Three years later, when she arrived at Trinity College Dublin as Reid professor of law in 1975, she and David Norris founded the Campaign for Homosexual Law Reform. In RTÉ interviews then she said Irish society had to contemplate formal gay relationships, like marriage.

In an article for the UK Catholic monthly the ‘Tablet’, published on March 15th, 1997, she wrote of how “women have observed the enormous drain of heterosexual males from the priesthood and the growing phenomenon of gay priests”.

She continued by writing that women “are quietly asking what is happening at the core of the call to priesthood that attracts homosexuals in much greater numbers than their population distribution would explain.
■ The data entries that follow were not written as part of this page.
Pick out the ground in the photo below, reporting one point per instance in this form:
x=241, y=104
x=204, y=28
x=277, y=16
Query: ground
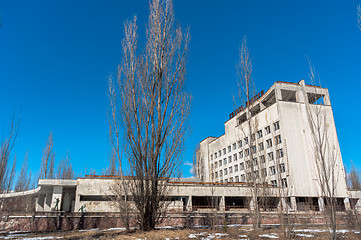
x=224, y=233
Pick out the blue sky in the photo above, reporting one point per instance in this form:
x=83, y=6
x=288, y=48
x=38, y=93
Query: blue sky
x=55, y=57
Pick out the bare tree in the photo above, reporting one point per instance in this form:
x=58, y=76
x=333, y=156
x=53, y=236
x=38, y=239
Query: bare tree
x=24, y=178
x=154, y=108
x=7, y=173
x=325, y=154
x=119, y=189
x=48, y=160
x=248, y=126
x=65, y=169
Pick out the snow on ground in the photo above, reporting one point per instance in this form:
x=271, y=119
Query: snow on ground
x=304, y=235
x=271, y=235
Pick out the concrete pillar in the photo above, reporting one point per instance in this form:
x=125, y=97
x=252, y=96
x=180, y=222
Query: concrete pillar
x=57, y=196
x=347, y=204
x=293, y=204
x=222, y=203
x=282, y=205
x=321, y=204
x=189, y=204
x=40, y=200
x=252, y=204
x=48, y=198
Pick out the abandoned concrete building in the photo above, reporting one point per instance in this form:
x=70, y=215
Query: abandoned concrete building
x=279, y=146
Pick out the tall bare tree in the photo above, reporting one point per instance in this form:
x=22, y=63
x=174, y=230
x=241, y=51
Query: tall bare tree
x=24, y=179
x=65, y=169
x=154, y=108
x=48, y=160
x=248, y=126
x=325, y=154
x=7, y=169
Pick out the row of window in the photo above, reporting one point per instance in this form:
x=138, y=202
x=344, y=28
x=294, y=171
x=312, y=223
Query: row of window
x=272, y=171
x=270, y=157
x=267, y=130
x=242, y=178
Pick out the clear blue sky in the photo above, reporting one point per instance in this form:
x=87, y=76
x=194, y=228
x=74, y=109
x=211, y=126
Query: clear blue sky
x=55, y=57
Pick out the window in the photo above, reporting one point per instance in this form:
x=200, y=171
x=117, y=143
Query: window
x=254, y=149
x=243, y=179
x=262, y=159
x=274, y=183
x=278, y=139
x=264, y=172
x=267, y=130
x=269, y=143
x=276, y=125
x=272, y=170
x=259, y=133
x=279, y=153
x=253, y=137
x=241, y=166
x=246, y=152
x=282, y=168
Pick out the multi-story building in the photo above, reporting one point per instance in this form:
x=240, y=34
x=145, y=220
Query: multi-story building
x=271, y=140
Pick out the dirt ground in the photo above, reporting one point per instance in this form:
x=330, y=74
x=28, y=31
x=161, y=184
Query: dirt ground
x=192, y=234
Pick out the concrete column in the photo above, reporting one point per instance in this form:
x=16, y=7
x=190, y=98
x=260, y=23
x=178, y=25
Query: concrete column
x=48, y=198
x=189, y=204
x=282, y=205
x=57, y=196
x=222, y=204
x=293, y=204
x=321, y=204
x=40, y=200
x=347, y=204
x=252, y=204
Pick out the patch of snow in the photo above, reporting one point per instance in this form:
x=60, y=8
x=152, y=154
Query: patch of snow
x=305, y=235
x=272, y=235
x=41, y=238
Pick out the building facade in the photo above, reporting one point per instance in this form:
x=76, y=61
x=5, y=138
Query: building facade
x=271, y=140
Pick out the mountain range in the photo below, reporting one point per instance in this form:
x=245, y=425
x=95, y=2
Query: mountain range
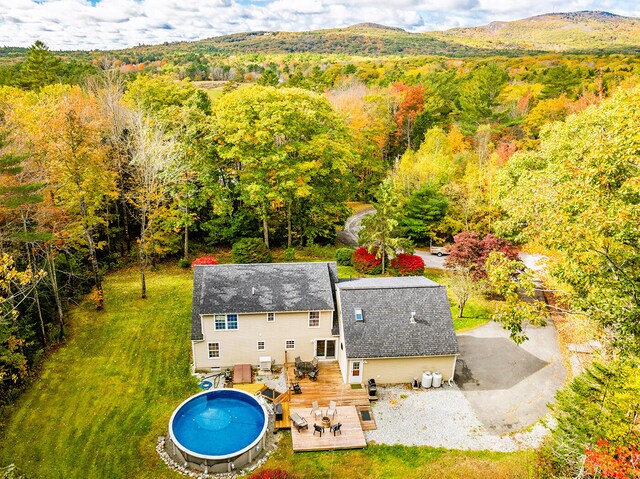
x=587, y=31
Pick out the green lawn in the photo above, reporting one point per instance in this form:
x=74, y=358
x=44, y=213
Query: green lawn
x=104, y=397
x=388, y=462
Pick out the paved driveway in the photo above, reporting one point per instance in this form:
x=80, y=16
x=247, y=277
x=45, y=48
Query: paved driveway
x=509, y=386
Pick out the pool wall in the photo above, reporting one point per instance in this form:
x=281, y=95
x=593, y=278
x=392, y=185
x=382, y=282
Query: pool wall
x=215, y=464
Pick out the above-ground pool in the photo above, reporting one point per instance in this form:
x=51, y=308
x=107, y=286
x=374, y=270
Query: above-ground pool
x=222, y=427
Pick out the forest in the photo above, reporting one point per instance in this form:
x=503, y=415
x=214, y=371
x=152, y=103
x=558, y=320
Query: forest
x=126, y=162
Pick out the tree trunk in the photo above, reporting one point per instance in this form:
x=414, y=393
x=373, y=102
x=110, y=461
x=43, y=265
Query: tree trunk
x=186, y=237
x=125, y=224
x=461, y=306
x=56, y=292
x=36, y=295
x=289, y=226
x=142, y=255
x=92, y=255
x=265, y=230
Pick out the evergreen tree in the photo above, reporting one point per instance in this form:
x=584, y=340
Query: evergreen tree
x=41, y=67
x=479, y=97
x=425, y=209
x=268, y=78
x=600, y=404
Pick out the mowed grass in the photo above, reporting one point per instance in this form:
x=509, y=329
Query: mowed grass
x=389, y=462
x=104, y=397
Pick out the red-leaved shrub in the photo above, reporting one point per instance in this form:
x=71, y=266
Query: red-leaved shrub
x=470, y=250
x=620, y=462
x=365, y=262
x=203, y=260
x=407, y=265
x=271, y=474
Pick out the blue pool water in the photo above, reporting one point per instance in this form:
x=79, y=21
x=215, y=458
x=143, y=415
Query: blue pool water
x=218, y=423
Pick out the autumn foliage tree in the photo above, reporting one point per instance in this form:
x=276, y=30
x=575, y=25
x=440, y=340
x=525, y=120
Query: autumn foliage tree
x=471, y=250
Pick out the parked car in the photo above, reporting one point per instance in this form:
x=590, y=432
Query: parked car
x=439, y=250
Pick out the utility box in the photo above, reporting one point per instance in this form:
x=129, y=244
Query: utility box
x=437, y=379
x=265, y=364
x=427, y=379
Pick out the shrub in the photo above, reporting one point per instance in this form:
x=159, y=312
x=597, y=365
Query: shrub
x=407, y=265
x=271, y=474
x=290, y=254
x=202, y=260
x=250, y=250
x=366, y=262
x=344, y=255
x=470, y=250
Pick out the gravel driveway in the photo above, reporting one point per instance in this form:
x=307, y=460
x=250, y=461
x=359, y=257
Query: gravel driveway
x=440, y=418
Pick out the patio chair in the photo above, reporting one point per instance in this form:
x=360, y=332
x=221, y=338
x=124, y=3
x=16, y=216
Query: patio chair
x=315, y=410
x=336, y=428
x=299, y=422
x=332, y=409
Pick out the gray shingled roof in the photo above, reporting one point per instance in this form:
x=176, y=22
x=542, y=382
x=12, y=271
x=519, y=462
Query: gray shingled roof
x=387, y=331
x=258, y=288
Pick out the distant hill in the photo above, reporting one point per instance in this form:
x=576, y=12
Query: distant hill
x=588, y=31
x=360, y=39
x=574, y=31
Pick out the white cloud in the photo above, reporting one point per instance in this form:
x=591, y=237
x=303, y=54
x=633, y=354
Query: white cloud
x=77, y=24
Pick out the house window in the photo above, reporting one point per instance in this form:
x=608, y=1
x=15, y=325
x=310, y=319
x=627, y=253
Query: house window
x=226, y=321
x=221, y=322
x=214, y=350
x=314, y=319
x=232, y=321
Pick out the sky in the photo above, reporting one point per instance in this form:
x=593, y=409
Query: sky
x=110, y=24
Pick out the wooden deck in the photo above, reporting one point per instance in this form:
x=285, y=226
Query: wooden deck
x=352, y=436
x=328, y=387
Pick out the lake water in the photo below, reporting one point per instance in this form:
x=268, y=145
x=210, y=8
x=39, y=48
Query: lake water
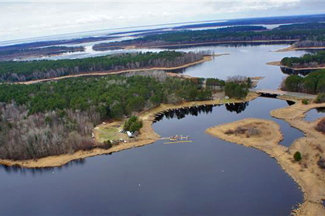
x=315, y=114
x=206, y=177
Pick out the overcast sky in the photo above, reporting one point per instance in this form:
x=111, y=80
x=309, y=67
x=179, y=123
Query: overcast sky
x=33, y=18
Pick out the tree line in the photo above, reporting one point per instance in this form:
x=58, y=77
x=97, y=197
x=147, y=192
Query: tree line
x=307, y=31
x=56, y=118
x=307, y=60
x=32, y=70
x=313, y=83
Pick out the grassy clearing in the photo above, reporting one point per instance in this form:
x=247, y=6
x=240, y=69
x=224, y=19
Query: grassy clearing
x=109, y=133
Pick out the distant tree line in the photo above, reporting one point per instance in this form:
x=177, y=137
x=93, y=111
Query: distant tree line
x=307, y=31
x=12, y=54
x=32, y=70
x=238, y=87
x=307, y=60
x=314, y=83
x=56, y=118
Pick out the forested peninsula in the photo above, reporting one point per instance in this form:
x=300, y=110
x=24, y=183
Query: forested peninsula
x=306, y=61
x=57, y=118
x=240, y=34
x=33, y=70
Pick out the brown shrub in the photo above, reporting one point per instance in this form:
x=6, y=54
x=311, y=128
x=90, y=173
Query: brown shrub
x=321, y=163
x=321, y=126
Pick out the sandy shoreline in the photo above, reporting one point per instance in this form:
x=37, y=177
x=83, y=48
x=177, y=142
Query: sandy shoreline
x=306, y=173
x=292, y=48
x=278, y=63
x=206, y=58
x=147, y=136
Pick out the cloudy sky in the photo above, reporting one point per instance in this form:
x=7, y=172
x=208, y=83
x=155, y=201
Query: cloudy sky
x=34, y=18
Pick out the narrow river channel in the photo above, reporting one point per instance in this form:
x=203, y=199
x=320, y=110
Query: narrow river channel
x=206, y=177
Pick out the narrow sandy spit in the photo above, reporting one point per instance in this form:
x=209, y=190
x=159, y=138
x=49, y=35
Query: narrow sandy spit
x=309, y=176
x=147, y=136
x=206, y=58
x=292, y=48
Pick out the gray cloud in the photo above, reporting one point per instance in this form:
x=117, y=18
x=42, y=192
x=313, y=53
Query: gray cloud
x=32, y=18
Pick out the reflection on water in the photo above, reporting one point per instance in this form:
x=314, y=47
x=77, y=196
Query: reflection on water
x=315, y=114
x=196, y=110
x=40, y=171
x=290, y=71
x=237, y=107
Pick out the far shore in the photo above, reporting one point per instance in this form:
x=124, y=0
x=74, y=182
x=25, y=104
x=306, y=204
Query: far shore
x=306, y=172
x=134, y=46
x=105, y=73
x=278, y=63
x=292, y=48
x=147, y=136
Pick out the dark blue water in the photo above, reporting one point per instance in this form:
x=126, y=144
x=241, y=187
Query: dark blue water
x=206, y=177
x=245, y=61
x=315, y=114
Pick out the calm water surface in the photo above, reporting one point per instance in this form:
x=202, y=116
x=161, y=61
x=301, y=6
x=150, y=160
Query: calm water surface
x=315, y=114
x=206, y=177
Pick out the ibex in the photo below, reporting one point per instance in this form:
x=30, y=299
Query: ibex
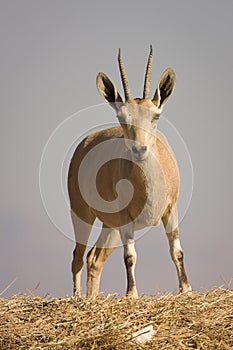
x=134, y=152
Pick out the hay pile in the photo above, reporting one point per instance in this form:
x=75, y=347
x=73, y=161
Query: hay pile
x=195, y=321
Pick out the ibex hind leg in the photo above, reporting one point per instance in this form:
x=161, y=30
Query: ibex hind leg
x=82, y=229
x=170, y=222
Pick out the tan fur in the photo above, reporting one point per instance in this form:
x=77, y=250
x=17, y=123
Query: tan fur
x=153, y=173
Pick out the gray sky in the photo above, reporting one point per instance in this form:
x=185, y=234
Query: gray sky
x=51, y=52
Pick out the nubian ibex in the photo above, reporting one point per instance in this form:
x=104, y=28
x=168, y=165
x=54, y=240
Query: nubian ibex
x=136, y=181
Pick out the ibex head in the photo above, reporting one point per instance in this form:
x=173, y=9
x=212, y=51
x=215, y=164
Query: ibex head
x=138, y=117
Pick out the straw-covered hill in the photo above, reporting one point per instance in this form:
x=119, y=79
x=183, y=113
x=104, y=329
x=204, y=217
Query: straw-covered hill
x=194, y=321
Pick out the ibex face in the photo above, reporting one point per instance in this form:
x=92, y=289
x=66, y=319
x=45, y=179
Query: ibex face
x=138, y=117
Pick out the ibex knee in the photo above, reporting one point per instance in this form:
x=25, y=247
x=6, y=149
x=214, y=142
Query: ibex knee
x=130, y=260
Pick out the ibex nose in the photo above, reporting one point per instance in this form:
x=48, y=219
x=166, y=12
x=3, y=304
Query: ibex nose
x=139, y=150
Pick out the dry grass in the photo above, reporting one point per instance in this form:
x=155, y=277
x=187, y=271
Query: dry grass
x=195, y=321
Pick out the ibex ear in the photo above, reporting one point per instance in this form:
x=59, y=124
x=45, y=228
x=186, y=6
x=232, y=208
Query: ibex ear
x=107, y=89
x=165, y=88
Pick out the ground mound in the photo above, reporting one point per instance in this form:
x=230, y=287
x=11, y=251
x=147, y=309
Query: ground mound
x=193, y=321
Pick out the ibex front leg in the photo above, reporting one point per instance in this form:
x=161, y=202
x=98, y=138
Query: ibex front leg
x=170, y=221
x=130, y=257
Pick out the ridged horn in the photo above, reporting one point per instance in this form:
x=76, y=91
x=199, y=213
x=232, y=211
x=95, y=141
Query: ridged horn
x=146, y=91
x=124, y=78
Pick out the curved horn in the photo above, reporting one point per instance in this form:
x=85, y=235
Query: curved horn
x=146, y=91
x=124, y=77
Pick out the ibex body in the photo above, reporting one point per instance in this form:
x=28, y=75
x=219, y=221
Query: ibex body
x=137, y=153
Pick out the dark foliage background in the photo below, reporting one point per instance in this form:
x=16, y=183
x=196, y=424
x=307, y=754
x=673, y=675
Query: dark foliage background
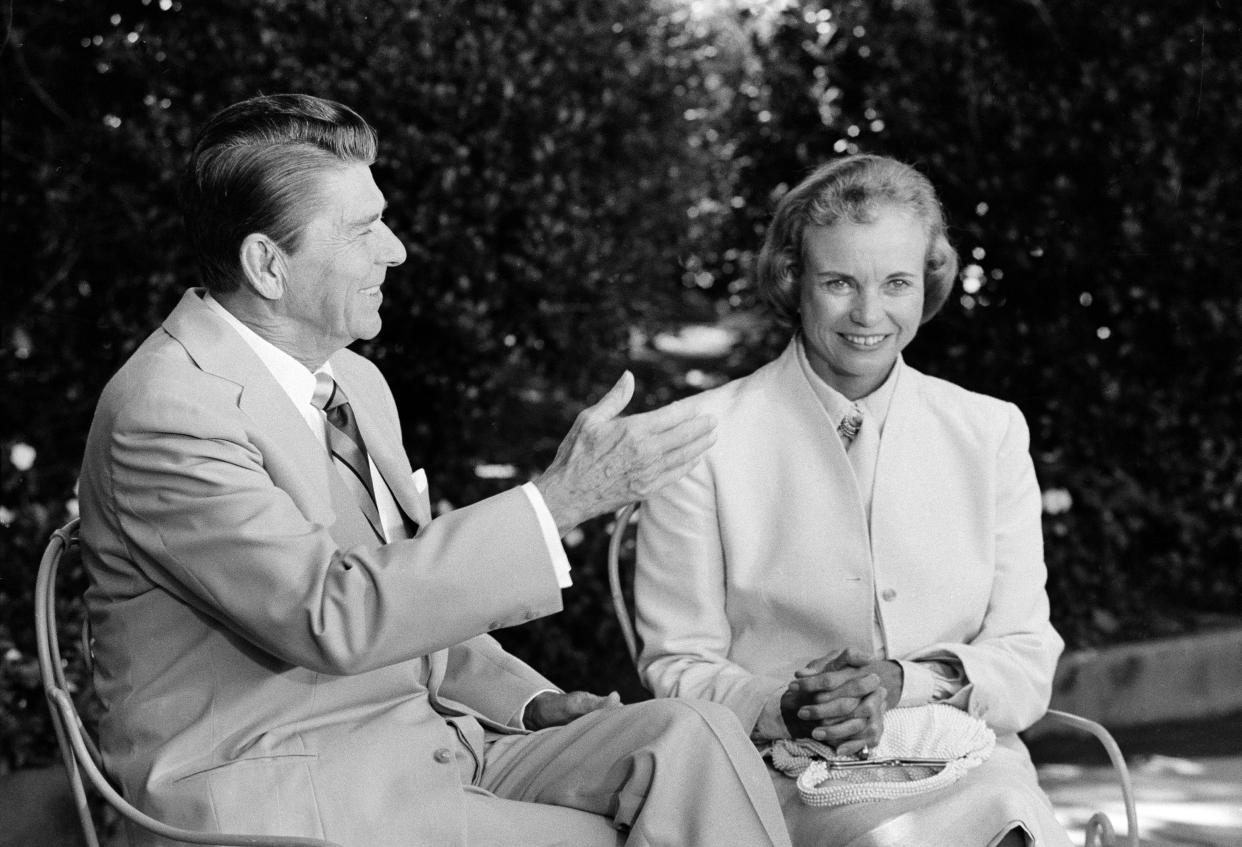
x=573, y=178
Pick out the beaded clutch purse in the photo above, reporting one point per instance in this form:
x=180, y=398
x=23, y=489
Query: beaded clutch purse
x=923, y=748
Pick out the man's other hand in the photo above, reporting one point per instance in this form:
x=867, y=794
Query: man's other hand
x=607, y=461
x=558, y=708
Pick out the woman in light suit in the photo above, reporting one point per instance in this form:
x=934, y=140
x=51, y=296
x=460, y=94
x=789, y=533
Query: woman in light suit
x=861, y=537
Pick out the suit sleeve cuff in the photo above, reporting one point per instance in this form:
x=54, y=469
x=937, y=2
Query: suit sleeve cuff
x=771, y=723
x=929, y=682
x=518, y=720
x=552, y=539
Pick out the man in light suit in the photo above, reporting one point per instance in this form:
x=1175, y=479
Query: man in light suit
x=286, y=641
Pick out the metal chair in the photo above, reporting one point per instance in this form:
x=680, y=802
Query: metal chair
x=78, y=749
x=1099, y=828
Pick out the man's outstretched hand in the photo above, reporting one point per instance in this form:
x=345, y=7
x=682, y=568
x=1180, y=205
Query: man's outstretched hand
x=558, y=708
x=607, y=461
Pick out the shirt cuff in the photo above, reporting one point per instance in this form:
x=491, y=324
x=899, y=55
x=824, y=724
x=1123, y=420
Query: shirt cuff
x=552, y=539
x=771, y=723
x=918, y=686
These questions are not being raised in any homophobic way but are among the raft of questions bubbling to the surface as we struggle to come to terms with the manifest demise of the model of priesthood on which the priest-mother alliance was once founded and is now foundering.”

McAleese's observation in the Glasgow 'Herald' that the Catholic Church had been in denial about homosexuality in the priesthood for decades is not an isolated one. In a US book, 'The Changing Face of the Priesthood', written in 2000 by Fr Donald Cozzens, former president of St Mary's Catholic seminary in Cleveland, Ohio, the writer estimated that half of Catholic priests had a homosexual orientation.